Friday, January 25, 2013

Looking at Lincoln by Maira Kalman

Looking at Lincoln is a picture book biography by the inimitable Maira Kalman. Her cheerful artwork always makes me smile. Influences of surrealism, fauvism and French impressionism are there, along with her signature panache. After all, history isn't complete without hats and cake!

Many of the bright paintings in the book made an appearance in 2009 in Kalman's illustrated column for the New York Times online, where she wrote about her fascination with Abraham Lincoln. More images are also at Seven Impossible Things Before Breakfast.

Most pages in Looking at Lincoln have only a few sentences, choice facts about his amazing life. I learned that he went to school for only one year, and then taught himself after that.

"One day he was kicked in the head by a mule. He slept for two days.

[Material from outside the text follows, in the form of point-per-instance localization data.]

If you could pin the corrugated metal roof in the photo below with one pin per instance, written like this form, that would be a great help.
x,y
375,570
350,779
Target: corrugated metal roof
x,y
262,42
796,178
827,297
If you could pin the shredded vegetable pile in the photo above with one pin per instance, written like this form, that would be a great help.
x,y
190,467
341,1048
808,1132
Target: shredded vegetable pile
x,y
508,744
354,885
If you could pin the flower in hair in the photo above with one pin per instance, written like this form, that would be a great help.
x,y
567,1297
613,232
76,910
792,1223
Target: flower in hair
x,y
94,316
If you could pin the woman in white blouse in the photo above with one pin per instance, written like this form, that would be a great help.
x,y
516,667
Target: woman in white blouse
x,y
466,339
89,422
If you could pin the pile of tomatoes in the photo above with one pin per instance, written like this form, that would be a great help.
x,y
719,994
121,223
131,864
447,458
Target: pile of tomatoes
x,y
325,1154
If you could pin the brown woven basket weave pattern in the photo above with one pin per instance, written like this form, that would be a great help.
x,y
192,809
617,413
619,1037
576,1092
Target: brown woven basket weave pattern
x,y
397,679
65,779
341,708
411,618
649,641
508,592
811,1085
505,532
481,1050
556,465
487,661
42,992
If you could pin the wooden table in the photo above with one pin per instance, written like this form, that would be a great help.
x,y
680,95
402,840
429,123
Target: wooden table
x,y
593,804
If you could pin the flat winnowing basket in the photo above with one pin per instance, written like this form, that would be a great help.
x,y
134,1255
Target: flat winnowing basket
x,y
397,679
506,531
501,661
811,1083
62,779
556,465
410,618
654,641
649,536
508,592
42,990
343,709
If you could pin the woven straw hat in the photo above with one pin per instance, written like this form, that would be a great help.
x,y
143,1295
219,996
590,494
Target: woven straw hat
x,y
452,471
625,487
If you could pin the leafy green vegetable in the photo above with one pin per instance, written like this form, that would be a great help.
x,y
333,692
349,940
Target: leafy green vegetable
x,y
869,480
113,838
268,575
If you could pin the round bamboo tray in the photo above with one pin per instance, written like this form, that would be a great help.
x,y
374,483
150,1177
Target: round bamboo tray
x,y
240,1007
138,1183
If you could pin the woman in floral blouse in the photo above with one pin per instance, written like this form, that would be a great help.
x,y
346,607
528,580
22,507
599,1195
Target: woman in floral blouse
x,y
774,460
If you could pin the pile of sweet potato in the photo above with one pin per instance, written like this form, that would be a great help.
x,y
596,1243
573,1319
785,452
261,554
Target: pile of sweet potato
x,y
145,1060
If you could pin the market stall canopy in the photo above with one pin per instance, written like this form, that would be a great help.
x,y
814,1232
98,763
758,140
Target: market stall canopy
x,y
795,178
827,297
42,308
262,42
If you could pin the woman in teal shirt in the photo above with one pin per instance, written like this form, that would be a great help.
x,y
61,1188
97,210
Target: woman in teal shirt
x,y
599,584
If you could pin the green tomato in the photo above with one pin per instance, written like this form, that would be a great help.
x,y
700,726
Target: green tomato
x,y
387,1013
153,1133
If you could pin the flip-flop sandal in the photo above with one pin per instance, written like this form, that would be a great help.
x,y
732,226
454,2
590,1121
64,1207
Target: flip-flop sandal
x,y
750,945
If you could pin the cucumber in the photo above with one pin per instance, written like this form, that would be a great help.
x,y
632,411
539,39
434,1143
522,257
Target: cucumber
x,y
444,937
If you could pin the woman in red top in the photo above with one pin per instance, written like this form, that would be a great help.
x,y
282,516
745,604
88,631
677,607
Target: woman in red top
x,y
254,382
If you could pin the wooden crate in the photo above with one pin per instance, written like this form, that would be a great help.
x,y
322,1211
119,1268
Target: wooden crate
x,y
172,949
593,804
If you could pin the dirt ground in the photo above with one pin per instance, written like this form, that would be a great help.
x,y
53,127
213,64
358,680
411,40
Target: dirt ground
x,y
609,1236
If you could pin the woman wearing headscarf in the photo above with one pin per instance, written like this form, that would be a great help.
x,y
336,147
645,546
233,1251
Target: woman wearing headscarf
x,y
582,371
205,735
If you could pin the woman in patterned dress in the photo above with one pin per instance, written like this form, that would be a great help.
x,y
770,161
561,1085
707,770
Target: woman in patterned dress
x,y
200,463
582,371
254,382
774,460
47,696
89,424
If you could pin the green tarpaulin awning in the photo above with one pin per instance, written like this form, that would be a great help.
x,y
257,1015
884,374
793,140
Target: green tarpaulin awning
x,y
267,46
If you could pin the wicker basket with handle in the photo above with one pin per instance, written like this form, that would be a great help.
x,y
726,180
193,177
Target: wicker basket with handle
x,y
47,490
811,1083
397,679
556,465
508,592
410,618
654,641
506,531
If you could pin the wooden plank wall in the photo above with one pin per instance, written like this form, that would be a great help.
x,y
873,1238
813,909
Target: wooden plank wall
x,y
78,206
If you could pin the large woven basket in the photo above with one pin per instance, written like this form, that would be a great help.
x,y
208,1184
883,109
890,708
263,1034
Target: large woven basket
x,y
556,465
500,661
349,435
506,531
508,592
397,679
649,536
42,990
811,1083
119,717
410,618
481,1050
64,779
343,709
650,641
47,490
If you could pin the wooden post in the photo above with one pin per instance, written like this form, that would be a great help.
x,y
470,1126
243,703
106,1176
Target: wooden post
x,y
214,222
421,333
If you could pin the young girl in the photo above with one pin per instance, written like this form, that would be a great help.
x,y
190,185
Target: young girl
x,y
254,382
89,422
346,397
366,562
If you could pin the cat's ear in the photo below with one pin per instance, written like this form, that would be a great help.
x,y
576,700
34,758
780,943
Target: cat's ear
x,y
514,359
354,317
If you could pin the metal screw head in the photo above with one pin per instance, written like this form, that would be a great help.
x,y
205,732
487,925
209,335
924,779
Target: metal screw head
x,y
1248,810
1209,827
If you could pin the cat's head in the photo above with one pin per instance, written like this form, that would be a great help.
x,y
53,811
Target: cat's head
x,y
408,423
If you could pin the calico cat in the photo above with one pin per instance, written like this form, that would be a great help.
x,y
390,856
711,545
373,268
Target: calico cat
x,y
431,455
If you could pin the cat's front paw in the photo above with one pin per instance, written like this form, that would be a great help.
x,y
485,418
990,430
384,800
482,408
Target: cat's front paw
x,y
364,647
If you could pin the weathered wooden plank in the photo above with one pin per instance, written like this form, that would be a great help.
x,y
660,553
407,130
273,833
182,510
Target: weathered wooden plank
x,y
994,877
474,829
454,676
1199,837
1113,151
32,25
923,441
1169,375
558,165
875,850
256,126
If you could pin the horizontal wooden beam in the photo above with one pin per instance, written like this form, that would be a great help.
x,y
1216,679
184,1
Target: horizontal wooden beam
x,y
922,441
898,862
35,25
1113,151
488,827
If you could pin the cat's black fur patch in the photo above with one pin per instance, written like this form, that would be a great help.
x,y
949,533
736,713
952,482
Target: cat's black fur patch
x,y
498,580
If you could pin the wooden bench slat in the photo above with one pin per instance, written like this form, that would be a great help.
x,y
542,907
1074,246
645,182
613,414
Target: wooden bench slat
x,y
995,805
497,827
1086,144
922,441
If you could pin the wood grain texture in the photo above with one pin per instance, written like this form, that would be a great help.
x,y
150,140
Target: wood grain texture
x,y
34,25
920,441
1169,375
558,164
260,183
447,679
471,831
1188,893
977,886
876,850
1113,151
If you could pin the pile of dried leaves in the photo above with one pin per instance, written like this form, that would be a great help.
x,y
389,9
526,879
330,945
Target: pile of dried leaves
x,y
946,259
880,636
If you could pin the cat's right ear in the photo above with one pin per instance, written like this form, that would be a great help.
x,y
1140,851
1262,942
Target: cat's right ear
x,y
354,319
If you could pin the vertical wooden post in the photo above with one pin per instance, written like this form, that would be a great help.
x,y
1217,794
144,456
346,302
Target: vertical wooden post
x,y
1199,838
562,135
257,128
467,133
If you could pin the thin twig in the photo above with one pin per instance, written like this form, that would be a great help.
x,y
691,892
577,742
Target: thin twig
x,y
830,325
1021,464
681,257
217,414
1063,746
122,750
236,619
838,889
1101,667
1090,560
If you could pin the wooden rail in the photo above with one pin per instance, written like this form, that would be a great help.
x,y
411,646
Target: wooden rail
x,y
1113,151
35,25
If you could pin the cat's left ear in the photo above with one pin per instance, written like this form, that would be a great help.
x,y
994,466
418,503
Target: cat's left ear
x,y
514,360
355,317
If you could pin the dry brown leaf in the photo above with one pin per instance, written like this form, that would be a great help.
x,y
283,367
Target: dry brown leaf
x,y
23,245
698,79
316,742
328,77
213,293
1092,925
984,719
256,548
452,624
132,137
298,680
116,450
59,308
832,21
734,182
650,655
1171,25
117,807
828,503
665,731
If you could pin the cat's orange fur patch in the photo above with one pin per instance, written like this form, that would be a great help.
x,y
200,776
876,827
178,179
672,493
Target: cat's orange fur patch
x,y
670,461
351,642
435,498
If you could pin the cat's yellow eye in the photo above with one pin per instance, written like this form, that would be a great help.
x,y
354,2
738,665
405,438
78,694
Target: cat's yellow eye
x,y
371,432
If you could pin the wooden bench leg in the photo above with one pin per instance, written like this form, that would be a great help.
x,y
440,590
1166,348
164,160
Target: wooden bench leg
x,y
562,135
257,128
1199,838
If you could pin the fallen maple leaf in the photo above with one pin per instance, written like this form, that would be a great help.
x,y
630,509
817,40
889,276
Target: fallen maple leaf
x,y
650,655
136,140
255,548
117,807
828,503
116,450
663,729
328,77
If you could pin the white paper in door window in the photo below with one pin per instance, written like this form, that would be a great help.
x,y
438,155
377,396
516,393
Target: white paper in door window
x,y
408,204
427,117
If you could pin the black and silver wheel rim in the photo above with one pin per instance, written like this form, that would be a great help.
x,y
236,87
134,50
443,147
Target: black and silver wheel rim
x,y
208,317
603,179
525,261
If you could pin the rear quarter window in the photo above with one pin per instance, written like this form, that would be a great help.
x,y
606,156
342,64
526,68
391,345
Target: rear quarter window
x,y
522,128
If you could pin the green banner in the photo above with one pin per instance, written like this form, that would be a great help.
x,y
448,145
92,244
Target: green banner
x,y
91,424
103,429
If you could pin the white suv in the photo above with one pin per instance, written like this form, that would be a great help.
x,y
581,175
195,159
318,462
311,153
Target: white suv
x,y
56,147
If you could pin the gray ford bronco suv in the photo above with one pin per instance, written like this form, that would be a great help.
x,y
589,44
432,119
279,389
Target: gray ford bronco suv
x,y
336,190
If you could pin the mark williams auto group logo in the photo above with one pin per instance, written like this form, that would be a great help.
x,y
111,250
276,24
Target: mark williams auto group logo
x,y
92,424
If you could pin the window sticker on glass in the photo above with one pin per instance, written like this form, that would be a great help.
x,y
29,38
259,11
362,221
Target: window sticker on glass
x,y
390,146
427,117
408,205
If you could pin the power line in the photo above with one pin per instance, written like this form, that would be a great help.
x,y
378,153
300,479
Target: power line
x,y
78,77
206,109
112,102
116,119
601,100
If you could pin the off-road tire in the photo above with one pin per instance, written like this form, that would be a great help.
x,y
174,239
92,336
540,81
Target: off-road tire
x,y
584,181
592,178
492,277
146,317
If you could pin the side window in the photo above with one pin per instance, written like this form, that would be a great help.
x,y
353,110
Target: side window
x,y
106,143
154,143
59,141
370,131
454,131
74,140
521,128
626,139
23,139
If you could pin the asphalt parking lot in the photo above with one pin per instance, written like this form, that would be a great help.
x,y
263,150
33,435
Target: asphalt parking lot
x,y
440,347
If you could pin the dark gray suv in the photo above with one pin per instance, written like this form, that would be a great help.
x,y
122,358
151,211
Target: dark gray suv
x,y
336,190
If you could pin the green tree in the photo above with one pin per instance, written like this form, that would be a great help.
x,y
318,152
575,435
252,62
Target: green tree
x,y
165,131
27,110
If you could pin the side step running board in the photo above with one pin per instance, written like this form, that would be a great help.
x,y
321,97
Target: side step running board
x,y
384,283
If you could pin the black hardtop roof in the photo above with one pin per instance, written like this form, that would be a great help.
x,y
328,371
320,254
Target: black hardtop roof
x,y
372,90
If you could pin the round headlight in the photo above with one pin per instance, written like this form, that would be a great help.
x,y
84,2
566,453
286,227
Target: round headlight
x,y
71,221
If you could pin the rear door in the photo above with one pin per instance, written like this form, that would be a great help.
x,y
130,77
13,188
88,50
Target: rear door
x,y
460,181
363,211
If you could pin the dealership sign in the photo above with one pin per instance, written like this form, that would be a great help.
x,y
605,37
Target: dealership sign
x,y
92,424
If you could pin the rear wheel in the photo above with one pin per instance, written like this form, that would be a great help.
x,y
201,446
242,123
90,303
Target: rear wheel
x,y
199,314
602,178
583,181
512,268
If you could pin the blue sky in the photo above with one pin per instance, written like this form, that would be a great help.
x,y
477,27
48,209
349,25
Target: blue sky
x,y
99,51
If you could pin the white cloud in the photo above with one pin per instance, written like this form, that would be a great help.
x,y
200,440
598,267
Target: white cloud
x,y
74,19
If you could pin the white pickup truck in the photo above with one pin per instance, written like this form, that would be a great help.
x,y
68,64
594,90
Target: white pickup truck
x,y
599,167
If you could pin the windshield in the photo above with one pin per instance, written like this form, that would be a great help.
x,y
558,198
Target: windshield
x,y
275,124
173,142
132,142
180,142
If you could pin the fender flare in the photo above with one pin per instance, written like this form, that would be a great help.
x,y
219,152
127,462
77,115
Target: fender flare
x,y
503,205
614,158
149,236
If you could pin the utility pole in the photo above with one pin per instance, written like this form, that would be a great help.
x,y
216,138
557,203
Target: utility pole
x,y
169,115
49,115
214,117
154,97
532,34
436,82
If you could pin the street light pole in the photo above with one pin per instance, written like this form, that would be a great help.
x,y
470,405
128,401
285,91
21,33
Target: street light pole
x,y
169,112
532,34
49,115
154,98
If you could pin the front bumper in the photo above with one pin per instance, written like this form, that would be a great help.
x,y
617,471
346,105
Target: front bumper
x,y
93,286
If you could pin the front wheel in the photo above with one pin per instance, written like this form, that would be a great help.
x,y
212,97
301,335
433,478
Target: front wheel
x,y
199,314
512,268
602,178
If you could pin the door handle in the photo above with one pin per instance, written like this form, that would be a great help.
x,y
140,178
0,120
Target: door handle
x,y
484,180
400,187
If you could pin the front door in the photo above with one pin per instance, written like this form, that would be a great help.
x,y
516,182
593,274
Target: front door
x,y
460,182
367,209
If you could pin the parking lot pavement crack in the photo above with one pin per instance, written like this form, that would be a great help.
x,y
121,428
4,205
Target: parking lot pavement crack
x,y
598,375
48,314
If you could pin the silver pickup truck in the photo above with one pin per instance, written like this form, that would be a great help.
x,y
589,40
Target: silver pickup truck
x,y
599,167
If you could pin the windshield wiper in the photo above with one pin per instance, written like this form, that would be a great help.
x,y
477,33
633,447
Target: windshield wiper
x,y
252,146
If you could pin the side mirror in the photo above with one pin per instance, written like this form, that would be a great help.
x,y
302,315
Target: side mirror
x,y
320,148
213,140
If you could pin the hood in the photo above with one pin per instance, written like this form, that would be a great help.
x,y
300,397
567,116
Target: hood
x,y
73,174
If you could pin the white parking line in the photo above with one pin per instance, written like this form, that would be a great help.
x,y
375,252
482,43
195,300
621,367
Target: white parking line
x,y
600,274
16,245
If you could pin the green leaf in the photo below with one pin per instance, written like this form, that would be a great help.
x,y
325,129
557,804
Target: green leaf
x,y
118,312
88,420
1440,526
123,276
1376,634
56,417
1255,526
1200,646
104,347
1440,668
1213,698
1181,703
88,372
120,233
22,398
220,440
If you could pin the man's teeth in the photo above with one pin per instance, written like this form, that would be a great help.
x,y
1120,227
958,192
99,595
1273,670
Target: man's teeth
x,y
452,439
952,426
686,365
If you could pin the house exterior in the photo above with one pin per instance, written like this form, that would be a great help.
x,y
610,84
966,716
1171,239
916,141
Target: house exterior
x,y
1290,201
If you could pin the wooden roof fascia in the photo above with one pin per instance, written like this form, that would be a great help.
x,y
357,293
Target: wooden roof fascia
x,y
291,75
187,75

Then he woke up and grew up and decided to be a lawyer. (He did like to argue.)"

A similar thing happened to Sir James Hector when he was on an expedition through the Canadian Rockies in 1858. Hector was kicked unconscious by a horse and believed dead, which is how Kicking Horse Pass on the Alberta/B.C. border got its name. Hector went on to live many years in New Zealand afterwards, where his name is still quite famous... but probably not on par with Lincoln.

Kalman has made a whimsical addition to the "over 16,000 books" already written about Lincoln. Great for all ages, from preschoolers to adults.
Detail from Kalman's Looking at Lincoln. It reminds me of the time I was volunteering at the gate of the Edmonton Folk Music Festival and had refused entry to a couple of guys who didn't have tickets to the sold-out event. They had come all the way from the States because they were fans of a particular band. I was momentarily puzzled when one of them asked if Ben Franklin would change my mind about letting them in. Occasionally people would toss around festival producer Terry Wickham's name in hopes of getting through the gate, but I couldn't think of who this Franklin guy was. Then the fact that they were Americans helped me realize what offer was being made. No money changed hands, but I did direct them to where they could hear the music they wanted from outside the perimeter fence.